Hemos ido al cine después de muchos años, tantos, que la última vez todavía no había asomado la patita el fenómeno - la revolución, dirán sus más osados publicistas- del 3D. Desde Avatar, parece ser que toda película que aspire a ganar dinero tiene que contar con estos efectos. Tanta explosión 3D podía llegar a hacer pensar que estábamos ante una innovación del calibre del cine sonoro o en color. Así que me he puesto las gafas de Buddy Holly con buena disposición, ahora bien, sin fliparme, consciente de que lo de 3D es publicidad engañosa, que la proyección seguiría siendo, obviamente, en 2 dimensiones como toda la santa vida, pero con algún efecto óptico sorprendente en los momentos más agetreados. Si lograran realmente 3 dimensiones sí que sería una revolución.

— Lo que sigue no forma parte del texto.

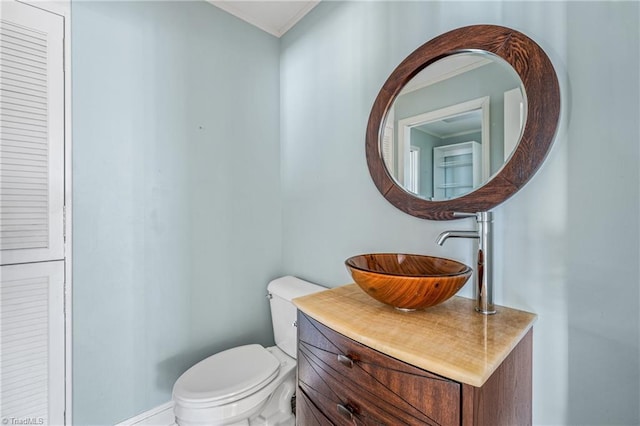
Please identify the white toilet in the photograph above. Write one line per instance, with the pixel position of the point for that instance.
(247, 385)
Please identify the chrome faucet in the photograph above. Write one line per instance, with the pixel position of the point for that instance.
(484, 269)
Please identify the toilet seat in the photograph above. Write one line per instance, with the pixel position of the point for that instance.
(226, 377)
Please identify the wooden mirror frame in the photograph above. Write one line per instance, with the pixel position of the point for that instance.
(543, 111)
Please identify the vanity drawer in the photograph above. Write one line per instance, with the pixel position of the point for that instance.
(352, 383)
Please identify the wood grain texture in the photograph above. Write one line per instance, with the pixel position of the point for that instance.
(450, 340)
(505, 399)
(408, 281)
(376, 388)
(543, 111)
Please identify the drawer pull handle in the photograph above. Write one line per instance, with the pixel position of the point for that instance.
(345, 360)
(346, 411)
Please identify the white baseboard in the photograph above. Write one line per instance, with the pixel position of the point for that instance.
(161, 415)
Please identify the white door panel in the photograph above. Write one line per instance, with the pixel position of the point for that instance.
(31, 134)
(32, 343)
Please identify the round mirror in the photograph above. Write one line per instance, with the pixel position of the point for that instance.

Bueno, pues ni eso. Tanta ostia por una vaga sensación de profundidad forzada, que no sólo te obliga a cargar con unas gafotas -que pagas-, sino que empeora la fotografía de la película creando unos falsos espacios o, más bien, una extraña superposición de capas que más que dar mayor sensación de realismo precisamente genera lo contrario, una sensación de montaje cutre, inverosímil, plano. Recuerda los primeros intentos de la pintura del Quattrocento de dar sensación de profundidad con la perspectiva -sin necesidad de gafas-, en los que se notaba mogollón el burdo truco de las líneas convergentes y que no lograba crear un verdadero volumen.
Ignoro si la Historia del Arte ha registrado las burlas de los coetáneos a Fra Angelico o Paolo Uccello a las limitaciones de la incipiente técnica de la perspectiva, pero hay que reconocer que no se tardó en perfeccionar la técnica, por lo que tampoco voy a ser demasiado cruel. Vete a saber si yo en la baja edad media hubiese desanimado a los innovadores y hubiesen seguido haciendo vírgenes en pan de oro.
Ahora, hay que reconocer que los artistas del renacimiento tenían publicistas igual de buenos que los del cine 3D, así que confiemos que cuenten también con una evolución paralela.